The turnover totals one-third of the Flames roster.
But, despite at least eight new faces in the lineup, the expectations in the Stampede City are as high as the Rocky Mountains.
“A lot of us have played together for a long time and it’s time for us to take the next step in the regular season,” captain Jarome Iginla said. “Making the playoffs four years in a row is not easy, and that’s good, but we want to be a better team through the year.
“That’s doing things like having a better PP, better PK, better defensively. I think everybody’s motivated.”
Certainly motivated to put three consecutive first-round playoff exits in the past.
Before they get that far, though, the Flames need to click, even with all the new players.
Gone are skilled left wingers Alex Tanguay and Kristian Huselius, aging veterans Owen Nolan, Stephane Yelle, Marcus Nilson and Mark Smith, along with the likes of Eric Godard, David Hale and Curtis Joseph.
The additions don’t have the top-end skill, but Mike Cammalleri, Todd Bertuzzi, Ray Bourque, Curtis Glencross, Brandon Prust, Andre Roy and Mark Giordano will try to make up for it by playing with more speed and snarl.
“We’ve got a lot more speed up front, a lot more grit,” defenceman Dion Phaneuf said. “We’ve got more guys that play that fast-paced, hard-forechecking hockey.”
Could it be a case of the Flames going back to their old formula?
Actually, a little.

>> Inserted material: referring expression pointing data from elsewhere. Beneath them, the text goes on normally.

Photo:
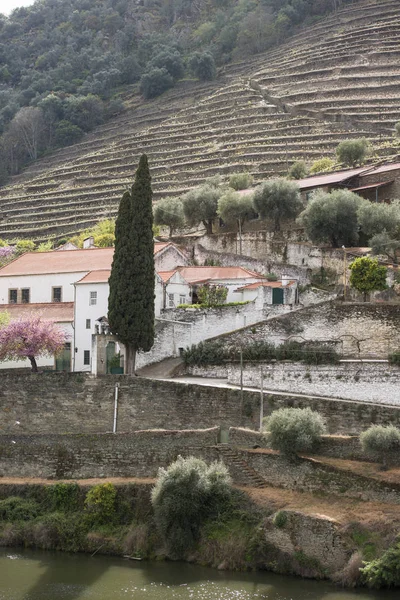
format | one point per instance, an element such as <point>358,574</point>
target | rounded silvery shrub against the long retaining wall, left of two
<point>294,430</point>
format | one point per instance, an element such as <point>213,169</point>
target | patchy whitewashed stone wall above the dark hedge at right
<point>363,329</point>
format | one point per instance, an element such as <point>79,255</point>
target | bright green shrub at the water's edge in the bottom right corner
<point>385,571</point>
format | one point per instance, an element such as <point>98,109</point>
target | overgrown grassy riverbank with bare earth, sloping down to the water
<point>270,529</point>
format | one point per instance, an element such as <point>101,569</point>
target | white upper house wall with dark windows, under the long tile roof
<point>40,286</point>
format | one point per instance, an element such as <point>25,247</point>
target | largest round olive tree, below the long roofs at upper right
<point>332,218</point>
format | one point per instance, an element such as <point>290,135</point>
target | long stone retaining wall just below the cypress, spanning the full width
<point>55,403</point>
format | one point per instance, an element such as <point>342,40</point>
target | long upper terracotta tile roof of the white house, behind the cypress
<point>67,261</point>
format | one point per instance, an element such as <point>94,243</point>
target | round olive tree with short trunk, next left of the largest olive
<point>278,199</point>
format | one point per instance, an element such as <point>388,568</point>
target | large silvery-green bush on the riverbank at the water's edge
<point>185,495</point>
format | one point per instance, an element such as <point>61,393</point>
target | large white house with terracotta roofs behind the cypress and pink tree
<point>75,280</point>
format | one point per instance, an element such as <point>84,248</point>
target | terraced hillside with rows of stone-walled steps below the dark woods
<point>337,79</point>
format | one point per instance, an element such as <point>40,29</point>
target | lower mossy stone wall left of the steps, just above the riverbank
<point>140,454</point>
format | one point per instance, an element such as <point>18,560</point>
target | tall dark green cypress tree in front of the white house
<point>131,299</point>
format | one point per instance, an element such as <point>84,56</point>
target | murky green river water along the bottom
<point>36,575</point>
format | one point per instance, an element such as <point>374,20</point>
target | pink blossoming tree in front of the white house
<point>30,337</point>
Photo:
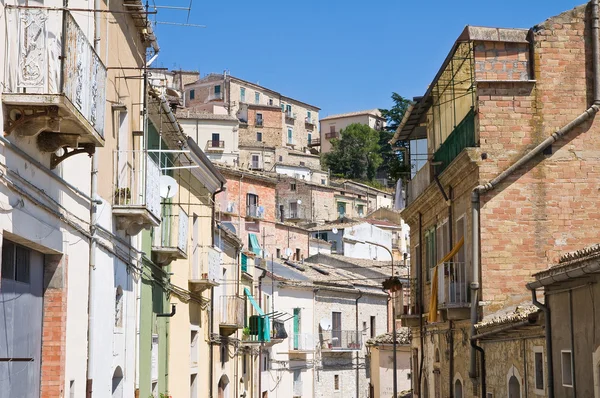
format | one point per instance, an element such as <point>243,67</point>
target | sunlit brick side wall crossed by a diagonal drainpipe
<point>548,207</point>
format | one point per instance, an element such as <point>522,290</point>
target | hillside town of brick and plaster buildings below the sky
<point>171,233</point>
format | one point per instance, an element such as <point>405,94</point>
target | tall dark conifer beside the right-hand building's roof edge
<point>393,160</point>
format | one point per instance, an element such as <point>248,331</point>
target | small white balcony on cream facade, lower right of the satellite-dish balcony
<point>205,269</point>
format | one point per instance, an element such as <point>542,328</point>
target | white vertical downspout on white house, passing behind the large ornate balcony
<point>93,230</point>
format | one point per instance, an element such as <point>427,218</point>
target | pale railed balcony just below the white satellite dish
<point>170,238</point>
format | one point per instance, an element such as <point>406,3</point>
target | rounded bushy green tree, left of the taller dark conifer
<point>356,154</point>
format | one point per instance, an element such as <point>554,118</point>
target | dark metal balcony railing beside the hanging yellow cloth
<point>453,285</point>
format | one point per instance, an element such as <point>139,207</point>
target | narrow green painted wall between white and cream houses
<point>154,300</point>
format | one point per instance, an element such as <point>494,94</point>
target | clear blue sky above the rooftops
<point>341,56</point>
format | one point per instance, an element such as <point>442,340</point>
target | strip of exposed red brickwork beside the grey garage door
<point>54,327</point>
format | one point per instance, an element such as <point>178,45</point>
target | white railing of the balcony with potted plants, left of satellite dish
<point>137,181</point>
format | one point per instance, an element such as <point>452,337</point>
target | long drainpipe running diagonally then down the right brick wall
<point>481,189</point>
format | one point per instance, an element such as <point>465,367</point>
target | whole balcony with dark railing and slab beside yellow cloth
<point>453,290</point>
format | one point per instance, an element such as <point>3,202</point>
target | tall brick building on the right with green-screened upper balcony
<point>518,88</point>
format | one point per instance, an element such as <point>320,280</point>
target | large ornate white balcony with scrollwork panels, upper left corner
<point>59,97</point>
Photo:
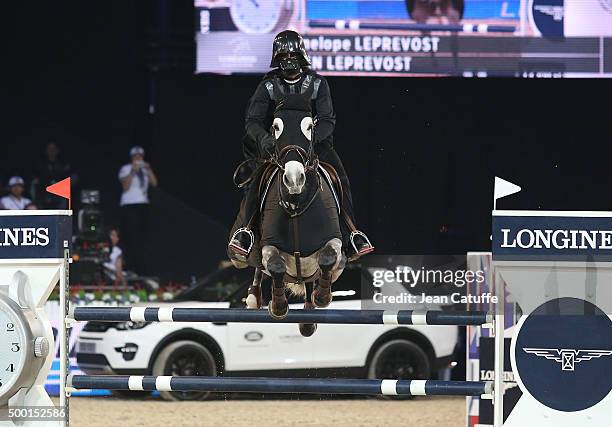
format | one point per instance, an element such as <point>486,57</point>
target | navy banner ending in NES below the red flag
<point>34,236</point>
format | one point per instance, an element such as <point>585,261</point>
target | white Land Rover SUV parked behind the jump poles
<point>274,349</point>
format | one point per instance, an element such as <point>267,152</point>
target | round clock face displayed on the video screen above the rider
<point>256,16</point>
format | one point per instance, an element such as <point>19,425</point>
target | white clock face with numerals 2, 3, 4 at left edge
<point>12,347</point>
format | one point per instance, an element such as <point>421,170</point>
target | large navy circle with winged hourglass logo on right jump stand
<point>563,354</point>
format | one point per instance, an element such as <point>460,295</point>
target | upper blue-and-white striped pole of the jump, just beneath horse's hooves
<point>237,315</point>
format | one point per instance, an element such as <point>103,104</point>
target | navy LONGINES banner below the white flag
<point>562,238</point>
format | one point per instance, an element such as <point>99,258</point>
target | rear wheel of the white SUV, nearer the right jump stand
<point>399,359</point>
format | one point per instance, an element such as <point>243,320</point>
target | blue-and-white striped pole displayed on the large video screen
<point>459,28</point>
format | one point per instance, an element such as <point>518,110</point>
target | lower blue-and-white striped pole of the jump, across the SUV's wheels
<point>282,385</point>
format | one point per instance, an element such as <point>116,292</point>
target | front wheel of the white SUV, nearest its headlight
<point>185,358</point>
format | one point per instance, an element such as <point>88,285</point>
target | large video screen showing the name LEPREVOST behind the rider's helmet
<point>471,38</point>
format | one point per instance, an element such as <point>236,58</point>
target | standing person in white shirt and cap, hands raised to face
<point>135,178</point>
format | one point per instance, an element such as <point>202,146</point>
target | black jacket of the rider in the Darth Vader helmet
<point>262,104</point>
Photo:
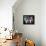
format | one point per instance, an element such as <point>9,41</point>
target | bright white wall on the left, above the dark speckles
<point>6,13</point>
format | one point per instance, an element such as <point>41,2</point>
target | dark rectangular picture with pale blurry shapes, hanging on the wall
<point>28,19</point>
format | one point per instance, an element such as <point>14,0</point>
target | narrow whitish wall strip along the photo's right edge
<point>43,22</point>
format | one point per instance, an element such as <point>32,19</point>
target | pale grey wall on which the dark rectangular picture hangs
<point>28,7</point>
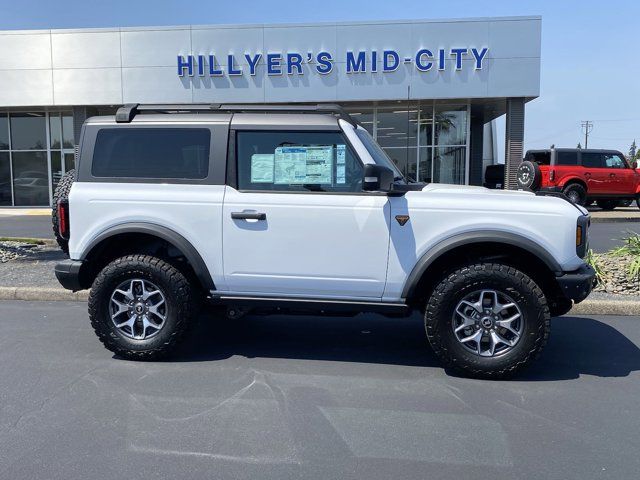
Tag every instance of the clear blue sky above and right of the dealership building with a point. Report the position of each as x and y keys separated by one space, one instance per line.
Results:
x=590 y=49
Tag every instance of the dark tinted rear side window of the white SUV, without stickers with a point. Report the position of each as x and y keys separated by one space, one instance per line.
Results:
x=152 y=153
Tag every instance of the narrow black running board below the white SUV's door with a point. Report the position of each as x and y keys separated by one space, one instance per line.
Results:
x=315 y=304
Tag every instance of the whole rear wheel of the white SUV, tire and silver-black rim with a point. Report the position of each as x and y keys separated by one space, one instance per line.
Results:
x=140 y=307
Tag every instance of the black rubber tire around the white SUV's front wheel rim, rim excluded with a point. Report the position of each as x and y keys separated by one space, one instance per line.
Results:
x=440 y=307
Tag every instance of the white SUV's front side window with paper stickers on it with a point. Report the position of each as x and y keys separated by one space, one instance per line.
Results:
x=297 y=161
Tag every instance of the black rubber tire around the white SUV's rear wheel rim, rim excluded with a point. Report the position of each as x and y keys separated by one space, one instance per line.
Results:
x=179 y=295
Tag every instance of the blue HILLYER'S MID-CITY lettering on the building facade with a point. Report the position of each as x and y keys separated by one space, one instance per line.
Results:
x=291 y=63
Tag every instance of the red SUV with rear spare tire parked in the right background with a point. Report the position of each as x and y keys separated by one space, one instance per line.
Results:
x=582 y=175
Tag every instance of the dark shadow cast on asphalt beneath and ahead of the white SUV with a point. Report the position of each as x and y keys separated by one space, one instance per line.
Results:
x=577 y=346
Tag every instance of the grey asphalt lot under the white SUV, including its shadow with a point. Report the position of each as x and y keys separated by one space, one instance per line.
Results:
x=310 y=397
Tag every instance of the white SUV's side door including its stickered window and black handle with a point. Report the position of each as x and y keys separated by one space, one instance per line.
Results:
x=297 y=222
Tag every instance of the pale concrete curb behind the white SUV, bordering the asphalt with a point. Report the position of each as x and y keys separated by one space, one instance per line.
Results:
x=621 y=306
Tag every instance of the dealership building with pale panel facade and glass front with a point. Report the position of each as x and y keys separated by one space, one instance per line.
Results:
x=427 y=90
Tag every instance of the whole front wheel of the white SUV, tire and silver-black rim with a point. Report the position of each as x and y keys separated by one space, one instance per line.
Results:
x=487 y=320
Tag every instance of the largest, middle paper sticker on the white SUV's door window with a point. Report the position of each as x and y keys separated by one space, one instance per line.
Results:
x=304 y=165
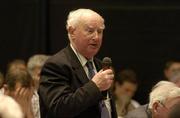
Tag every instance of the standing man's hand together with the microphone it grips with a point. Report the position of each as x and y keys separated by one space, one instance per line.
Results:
x=104 y=78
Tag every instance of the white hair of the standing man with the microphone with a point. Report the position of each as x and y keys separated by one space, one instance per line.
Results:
x=74 y=18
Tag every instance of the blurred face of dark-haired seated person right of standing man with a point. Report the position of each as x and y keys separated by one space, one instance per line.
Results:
x=126 y=89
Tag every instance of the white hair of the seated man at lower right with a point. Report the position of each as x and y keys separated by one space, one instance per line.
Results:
x=162 y=91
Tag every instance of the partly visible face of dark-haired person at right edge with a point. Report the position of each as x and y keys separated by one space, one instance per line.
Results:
x=174 y=67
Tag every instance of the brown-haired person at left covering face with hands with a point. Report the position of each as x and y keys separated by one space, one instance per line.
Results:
x=19 y=85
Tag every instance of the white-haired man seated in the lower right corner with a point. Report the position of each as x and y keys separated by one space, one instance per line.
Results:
x=163 y=97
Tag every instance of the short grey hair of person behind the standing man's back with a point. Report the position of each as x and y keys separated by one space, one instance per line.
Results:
x=37 y=60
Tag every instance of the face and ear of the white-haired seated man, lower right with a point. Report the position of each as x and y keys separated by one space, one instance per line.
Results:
x=163 y=109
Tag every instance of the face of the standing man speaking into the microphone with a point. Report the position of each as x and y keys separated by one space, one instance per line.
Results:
x=87 y=35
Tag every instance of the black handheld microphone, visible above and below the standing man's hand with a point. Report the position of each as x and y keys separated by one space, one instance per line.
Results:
x=106 y=64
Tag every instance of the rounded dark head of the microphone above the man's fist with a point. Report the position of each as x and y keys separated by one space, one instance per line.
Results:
x=106 y=63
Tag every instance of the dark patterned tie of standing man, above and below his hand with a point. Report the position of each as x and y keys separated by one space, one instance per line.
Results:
x=103 y=108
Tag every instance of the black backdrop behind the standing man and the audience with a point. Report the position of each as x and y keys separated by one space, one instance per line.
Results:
x=140 y=34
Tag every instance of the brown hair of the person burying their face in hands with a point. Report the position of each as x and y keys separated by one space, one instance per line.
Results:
x=14 y=76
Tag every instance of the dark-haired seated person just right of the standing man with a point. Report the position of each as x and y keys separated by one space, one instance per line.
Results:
x=124 y=89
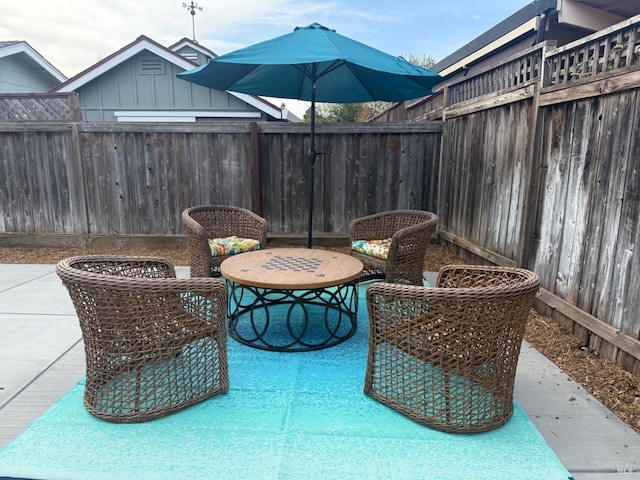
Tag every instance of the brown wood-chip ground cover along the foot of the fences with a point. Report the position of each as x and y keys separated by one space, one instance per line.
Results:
x=614 y=387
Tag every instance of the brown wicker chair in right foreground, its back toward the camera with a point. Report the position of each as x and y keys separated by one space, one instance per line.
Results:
x=446 y=357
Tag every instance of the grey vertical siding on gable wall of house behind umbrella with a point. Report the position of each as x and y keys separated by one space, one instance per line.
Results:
x=147 y=82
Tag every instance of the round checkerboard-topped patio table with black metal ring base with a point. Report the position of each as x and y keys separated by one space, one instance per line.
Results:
x=292 y=299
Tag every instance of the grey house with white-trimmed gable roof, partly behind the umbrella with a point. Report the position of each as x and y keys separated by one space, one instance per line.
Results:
x=138 y=83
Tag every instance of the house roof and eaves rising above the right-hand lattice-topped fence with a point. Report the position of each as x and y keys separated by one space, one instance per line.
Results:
x=562 y=21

Certainly this year’s version has more offensive ability than the team that went to Game 7 of the 2004 Stanley Cup final, but there is a decided return to the philosophy of stronger defence and more aggressive forechecking.
Still, Iginla insists there isn’t that much of a drop in skill level.
“We’re moving the puck way better. We’ve talked about defence for years, needing to be better defensively, but I think we can also be better by having the puck more,” he said. “It’s like Detroit, they make you chase them.
“I think we’ve all been better moving the puck as five-man units.”